Nunca foram de falar demais. Criaram, sem perceber, uma língua própria, feita de olhares demorados, chá servido sem pedido, silêncio partilhado. Quando a filha estava triste, a mãe não perguntava. Apenas deixava um espaço ao lado dela, e a menina entendia que aquele era o seu lugar.

Os anos passaram, e os bordados se multiplicaram em gavetas e caixas. Cada flor costurada guardava um pedaço da história das duas; cada nó no avesso do tecido escondia uma lágrima que não chegou a escorrer. A filha cresceu olhando para aqueles pequenos jardins que a mãe plantava com linhas, e aprendeu que a vida também tem seu avesso — cheio de remendos e marcas que não aparecem no lado de fora.
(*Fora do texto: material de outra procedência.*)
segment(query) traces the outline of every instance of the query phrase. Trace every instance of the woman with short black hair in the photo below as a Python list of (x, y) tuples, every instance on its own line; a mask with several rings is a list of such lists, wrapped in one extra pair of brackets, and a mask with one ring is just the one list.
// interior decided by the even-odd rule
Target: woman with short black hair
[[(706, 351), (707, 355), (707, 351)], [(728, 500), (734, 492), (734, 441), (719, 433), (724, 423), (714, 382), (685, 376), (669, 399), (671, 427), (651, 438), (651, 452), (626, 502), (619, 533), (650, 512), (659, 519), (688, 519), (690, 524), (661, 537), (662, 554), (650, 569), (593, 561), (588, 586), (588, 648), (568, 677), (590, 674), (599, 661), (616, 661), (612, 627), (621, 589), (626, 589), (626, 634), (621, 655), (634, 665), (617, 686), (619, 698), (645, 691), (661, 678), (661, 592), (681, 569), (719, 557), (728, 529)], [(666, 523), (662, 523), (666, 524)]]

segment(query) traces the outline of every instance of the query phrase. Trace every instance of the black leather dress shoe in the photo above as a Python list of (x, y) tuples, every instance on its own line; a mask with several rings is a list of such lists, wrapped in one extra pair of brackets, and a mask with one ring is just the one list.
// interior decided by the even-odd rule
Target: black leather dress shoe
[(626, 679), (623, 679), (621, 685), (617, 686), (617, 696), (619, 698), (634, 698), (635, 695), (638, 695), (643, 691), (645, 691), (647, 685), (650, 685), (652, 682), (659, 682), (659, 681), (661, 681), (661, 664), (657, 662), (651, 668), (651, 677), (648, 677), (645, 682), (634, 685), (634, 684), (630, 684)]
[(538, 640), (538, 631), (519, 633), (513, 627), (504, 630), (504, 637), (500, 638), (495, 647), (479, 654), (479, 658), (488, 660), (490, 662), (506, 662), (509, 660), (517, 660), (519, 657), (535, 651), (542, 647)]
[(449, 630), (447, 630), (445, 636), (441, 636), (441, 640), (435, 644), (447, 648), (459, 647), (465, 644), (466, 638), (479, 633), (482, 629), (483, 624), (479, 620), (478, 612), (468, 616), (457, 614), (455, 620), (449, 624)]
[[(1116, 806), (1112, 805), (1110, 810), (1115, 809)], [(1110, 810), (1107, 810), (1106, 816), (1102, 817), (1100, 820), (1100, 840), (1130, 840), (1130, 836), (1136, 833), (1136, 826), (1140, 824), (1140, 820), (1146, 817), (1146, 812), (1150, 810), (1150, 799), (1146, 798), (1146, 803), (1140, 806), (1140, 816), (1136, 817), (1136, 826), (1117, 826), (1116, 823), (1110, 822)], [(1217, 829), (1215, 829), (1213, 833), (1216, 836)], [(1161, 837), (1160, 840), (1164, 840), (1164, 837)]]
Agora, já adulta, quando se senta diante de uma janela para bordar suas próprias linhas, ela não se sente sozinha. Carrega consigo o gesto da mãe, o silêncio da mãe, a forma como foi ensinada a existir sem nunca ter recebido uma lição. A mãe permanece em cada ponto que dá, em cada chá que oferece sem perguntar, em cada silêncio que escolhe guardar.

Quem sabe, talvez o amor seja isso: um bordado que se prolonga dentro de nós, mesmo depois que as mãos que começaram a costura já descansaram.